这副神情似乎取悦了魔君,魔君看着看着,缓缓勾起了唇角:“不告诉你。”
江冽:“……”
魔君有意气他,放在以往,他只会沉默着拂袖而去,不与不靠谱的亲爹计较。
但今天。
江冽舔了舔唇角:“你是不是想打架?”
“本君才不趁人之危。”魔君把视线落回棋盘,盯着纵横交错的黑白子:“不如陪我下盘棋,赢了我,便告诉你。”
棋子与棋盘都是魔君修为凝成的,此时自发飞回陶瓮里,魔君抬手拂去酒盏,见江冽不动,斜着眼笑道:“不会吧,你不会是怕了吧?”
江冽:“……”
江冽坐在他对面,执起一子,率先落下。
魔君“啧”了一声,嘀咕道:“我还没说开始呢。”却也紧随其后。
江冽甫落子,眼前场景一花,仿佛置身于千军万马中,两队士兵隔岸而站,喊杀声震天。
这是一场对棋,也是一场对战。
魔君是想考验他的修行。
江冽凝神,再落一子,二人你来我往,冰室静默地只余落子声。
裴寒卿静静起身,悄无声息退去。
门外的宿伊仍在作画,见他出门,随口问道:“圣君和少主呢?”
“下棋。
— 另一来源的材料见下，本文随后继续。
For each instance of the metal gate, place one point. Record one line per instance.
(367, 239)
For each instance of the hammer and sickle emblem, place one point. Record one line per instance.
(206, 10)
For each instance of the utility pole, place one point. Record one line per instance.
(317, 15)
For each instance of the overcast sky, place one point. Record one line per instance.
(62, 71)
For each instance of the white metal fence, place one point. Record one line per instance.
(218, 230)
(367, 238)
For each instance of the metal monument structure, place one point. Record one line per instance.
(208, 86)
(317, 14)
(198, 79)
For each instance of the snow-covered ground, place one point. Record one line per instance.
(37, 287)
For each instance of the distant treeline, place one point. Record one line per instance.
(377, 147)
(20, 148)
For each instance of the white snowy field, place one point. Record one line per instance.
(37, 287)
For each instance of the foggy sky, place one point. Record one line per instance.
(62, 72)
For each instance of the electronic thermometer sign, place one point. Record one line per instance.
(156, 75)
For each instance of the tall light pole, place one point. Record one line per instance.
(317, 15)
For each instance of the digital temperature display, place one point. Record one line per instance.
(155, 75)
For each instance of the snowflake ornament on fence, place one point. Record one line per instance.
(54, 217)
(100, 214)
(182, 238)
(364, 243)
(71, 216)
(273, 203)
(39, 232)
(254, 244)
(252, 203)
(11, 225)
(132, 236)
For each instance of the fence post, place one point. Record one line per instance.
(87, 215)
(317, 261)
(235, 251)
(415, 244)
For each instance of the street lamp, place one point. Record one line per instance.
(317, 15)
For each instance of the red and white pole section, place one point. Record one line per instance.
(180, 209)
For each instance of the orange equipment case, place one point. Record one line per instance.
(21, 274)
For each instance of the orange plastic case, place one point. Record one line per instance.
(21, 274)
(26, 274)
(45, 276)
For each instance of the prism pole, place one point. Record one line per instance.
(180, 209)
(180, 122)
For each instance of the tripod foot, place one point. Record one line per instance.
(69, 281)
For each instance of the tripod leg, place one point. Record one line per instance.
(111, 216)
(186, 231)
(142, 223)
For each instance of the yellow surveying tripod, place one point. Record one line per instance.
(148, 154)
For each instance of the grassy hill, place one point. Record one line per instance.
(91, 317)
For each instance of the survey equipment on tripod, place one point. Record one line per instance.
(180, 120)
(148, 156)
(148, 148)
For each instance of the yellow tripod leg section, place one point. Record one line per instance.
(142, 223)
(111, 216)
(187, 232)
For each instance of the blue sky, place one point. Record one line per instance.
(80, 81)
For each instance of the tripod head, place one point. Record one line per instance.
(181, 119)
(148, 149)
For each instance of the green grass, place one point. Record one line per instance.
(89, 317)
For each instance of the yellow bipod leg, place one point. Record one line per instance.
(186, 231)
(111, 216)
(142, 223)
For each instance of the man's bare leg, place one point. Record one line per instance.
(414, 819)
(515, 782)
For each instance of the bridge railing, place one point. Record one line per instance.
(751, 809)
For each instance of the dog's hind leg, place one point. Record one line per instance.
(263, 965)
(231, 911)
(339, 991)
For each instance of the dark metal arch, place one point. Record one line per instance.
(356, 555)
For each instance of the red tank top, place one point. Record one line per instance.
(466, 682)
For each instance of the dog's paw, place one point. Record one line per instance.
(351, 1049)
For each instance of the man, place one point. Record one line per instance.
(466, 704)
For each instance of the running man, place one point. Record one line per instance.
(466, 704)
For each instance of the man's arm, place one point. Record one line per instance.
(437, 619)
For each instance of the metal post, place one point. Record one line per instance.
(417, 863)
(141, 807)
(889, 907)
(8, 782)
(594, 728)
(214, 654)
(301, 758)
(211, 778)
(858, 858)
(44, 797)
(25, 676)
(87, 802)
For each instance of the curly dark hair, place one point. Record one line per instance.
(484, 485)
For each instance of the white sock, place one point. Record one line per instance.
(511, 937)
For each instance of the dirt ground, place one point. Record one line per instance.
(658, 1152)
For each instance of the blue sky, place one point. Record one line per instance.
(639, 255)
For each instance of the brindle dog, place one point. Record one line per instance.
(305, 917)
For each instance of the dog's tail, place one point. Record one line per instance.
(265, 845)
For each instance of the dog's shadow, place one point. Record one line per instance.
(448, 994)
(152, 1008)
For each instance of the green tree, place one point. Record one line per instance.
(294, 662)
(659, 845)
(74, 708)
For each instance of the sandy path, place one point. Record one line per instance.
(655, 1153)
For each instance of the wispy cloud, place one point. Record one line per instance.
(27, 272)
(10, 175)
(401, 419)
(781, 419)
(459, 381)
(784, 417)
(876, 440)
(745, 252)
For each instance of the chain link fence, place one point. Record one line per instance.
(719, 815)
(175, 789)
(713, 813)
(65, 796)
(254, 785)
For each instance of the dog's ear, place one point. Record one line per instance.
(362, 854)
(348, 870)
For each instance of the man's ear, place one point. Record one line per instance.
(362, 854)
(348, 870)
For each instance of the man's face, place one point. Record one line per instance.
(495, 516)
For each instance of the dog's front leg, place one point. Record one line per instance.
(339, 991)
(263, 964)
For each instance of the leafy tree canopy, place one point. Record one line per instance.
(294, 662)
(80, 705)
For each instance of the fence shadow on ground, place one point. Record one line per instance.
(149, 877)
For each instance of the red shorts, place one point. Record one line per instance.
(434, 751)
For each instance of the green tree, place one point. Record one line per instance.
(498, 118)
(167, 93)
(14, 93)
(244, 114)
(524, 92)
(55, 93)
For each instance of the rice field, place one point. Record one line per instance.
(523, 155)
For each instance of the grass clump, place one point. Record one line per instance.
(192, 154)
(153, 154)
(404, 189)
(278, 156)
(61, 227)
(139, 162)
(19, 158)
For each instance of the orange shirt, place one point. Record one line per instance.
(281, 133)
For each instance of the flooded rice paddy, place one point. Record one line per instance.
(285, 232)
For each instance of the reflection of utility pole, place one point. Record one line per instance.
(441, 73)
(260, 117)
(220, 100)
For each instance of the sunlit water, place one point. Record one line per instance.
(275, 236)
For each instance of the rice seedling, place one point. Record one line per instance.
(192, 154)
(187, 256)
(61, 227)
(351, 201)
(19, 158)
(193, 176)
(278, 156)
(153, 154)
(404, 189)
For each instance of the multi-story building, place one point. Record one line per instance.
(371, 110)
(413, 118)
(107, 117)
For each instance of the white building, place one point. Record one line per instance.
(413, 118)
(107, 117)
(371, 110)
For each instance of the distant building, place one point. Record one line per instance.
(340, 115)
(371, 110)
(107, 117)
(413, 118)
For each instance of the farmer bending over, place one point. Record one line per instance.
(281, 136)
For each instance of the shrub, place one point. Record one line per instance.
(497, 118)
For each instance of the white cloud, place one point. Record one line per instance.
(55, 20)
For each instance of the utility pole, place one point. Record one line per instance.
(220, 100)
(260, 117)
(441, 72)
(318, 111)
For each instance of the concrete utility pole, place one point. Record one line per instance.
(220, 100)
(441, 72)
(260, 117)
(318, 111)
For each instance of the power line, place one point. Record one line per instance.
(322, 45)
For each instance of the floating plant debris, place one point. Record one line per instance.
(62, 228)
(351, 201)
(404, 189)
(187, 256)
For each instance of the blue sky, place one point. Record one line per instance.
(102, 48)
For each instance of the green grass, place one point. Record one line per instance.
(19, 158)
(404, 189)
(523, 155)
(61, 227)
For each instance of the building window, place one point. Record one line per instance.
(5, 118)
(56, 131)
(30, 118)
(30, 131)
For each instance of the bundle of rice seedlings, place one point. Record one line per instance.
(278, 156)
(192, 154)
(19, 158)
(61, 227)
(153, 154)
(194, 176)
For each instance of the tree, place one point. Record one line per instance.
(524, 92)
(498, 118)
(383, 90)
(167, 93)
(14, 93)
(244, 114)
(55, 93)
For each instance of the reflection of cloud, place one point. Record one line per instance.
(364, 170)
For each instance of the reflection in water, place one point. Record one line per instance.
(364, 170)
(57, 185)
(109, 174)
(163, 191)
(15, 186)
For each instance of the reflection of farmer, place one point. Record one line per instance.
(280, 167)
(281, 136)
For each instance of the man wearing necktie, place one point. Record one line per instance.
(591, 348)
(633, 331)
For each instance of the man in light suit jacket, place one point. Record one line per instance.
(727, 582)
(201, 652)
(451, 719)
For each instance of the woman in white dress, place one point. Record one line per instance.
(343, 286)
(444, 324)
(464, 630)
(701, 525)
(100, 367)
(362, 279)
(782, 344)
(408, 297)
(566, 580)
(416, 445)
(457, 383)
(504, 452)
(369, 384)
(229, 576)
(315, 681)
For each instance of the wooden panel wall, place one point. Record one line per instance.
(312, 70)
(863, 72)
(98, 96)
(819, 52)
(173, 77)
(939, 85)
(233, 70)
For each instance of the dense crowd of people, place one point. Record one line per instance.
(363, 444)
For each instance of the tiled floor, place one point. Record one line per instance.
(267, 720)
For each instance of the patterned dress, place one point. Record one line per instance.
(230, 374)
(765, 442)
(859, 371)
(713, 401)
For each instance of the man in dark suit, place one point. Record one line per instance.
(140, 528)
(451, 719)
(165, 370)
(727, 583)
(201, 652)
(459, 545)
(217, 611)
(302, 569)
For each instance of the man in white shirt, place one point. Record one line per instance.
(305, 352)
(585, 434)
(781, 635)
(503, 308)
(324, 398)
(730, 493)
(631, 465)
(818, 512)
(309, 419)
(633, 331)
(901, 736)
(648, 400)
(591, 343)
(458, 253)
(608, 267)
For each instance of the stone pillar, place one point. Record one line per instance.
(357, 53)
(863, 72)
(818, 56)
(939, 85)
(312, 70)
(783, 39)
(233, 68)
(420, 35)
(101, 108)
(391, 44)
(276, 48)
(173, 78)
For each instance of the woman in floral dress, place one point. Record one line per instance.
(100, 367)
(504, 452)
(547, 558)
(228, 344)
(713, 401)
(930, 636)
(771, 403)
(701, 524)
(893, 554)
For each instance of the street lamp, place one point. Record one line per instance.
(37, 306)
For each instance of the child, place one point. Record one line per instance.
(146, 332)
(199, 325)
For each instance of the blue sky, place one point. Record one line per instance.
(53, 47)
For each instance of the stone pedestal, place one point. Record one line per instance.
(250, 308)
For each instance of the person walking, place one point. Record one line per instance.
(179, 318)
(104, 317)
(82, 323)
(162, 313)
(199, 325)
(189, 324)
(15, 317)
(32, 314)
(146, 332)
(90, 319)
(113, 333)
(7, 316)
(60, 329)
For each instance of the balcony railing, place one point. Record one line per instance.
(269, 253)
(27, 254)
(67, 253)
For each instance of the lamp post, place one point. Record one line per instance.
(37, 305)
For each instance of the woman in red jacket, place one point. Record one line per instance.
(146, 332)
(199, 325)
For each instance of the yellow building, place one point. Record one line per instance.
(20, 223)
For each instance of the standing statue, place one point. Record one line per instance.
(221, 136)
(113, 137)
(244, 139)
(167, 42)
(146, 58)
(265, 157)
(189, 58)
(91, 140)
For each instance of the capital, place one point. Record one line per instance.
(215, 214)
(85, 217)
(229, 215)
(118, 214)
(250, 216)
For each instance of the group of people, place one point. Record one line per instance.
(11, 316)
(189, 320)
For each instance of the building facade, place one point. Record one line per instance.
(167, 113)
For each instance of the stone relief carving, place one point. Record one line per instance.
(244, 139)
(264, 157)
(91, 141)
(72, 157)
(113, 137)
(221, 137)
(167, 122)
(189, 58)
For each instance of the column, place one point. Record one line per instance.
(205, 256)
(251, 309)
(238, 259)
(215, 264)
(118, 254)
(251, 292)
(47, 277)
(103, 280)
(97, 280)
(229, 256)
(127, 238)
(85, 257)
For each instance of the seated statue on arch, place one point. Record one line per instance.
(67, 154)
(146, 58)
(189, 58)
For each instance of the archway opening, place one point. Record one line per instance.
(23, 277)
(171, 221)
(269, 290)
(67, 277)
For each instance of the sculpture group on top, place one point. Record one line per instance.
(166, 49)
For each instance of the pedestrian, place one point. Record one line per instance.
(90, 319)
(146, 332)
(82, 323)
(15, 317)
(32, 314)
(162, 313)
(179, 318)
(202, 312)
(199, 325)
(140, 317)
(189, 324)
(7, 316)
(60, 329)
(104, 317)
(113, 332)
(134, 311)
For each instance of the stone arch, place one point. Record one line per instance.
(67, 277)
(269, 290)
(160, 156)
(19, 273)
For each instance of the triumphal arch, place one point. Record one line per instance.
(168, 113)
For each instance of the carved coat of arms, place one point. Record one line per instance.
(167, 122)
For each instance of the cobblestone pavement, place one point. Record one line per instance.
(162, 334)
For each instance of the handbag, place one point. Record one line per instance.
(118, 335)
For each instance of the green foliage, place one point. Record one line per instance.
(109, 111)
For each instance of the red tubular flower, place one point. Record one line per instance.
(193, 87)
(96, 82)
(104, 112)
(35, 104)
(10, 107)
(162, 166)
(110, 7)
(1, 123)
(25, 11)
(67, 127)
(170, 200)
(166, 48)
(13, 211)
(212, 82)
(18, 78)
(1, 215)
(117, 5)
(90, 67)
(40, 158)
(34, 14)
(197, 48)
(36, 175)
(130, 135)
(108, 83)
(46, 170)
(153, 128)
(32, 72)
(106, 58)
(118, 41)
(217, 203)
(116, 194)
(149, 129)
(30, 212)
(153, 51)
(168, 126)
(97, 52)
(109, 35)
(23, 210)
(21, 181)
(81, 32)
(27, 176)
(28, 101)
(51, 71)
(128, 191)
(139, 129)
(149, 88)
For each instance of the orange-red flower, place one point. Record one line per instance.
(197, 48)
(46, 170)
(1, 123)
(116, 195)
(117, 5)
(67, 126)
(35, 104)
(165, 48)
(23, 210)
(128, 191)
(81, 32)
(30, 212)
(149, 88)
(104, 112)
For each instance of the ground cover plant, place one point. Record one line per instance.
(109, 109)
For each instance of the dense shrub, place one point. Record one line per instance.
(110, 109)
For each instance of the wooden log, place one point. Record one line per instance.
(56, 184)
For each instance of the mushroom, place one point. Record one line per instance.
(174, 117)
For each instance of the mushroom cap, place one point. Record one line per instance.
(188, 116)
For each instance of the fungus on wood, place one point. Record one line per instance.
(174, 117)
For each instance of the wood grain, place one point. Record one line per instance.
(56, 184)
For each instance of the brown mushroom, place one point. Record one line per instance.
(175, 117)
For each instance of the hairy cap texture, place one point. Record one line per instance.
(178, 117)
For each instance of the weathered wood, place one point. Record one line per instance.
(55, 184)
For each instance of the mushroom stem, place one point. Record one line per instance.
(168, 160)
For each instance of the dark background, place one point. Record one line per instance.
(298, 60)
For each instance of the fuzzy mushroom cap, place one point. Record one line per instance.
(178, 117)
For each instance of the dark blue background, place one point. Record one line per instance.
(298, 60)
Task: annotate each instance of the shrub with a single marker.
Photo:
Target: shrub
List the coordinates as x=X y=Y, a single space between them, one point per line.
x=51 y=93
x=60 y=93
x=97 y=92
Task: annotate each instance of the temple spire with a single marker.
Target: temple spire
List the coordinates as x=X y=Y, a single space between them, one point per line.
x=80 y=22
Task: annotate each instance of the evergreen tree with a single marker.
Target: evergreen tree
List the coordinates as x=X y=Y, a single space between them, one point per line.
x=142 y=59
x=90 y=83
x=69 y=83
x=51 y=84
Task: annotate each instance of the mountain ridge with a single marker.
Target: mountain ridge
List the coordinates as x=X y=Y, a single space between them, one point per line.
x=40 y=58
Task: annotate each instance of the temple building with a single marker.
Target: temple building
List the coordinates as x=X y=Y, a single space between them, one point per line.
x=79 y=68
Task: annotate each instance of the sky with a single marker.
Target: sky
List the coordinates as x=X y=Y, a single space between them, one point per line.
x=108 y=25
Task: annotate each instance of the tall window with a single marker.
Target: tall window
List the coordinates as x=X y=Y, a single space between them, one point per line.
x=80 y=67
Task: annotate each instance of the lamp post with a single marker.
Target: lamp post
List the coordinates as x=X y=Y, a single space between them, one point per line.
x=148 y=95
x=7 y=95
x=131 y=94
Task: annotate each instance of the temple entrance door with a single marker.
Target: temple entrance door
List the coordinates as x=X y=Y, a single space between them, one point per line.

”裴寒卿道。
宿伊沉思:“与圣君下棋,那可极其耗费心力,出来定然饿坏了。我去做些糕点吧,免得他们腹中空虚。”
裴寒卿:“……别。”
他话还没说完,宿伊便蹦蹦跳跳跑开了。
裴寒卿默了默,心想怪不得右眼皮跳了半晌,他思忖良久,还是决定回密室,把这个不幸的消息传达给二位。
再回密室,棋局已呈胶着的状态,裴寒卿站在一旁,看黑子与白子散发着光,每每碰撞,便有灵力爆炸,碎片四散。
不知哪枚碎片刮了下江冽的脖子,他抬手一摸,摸到了温热的血。
他抬眸,墨黑的瞳孔里几乎不含任何情绪:“我输了。”
“虽然我此时该说一句‘你有伤在身,爹胜之不武’,但听你认输,着实难得,爹便不与你客套了。”魔君的眼睛笑起来很弯,看得出来,他非常开心:“再来一局?你赢了,我便告诉你他的下落。”
江冽抿唇:“好。”
魔君正待再以灵力凝聚棋子,余光瞥见裴寒卿欲言又止,便问道:“怎么了?”
裴寒卿:“宿伊。”
又说:“下厨。”
魔君:“……”
江冽:“……”
似是忆起了什么不愉快的事,江冽默了半晌,颇为艰难道:“这棋,改日再下吧。”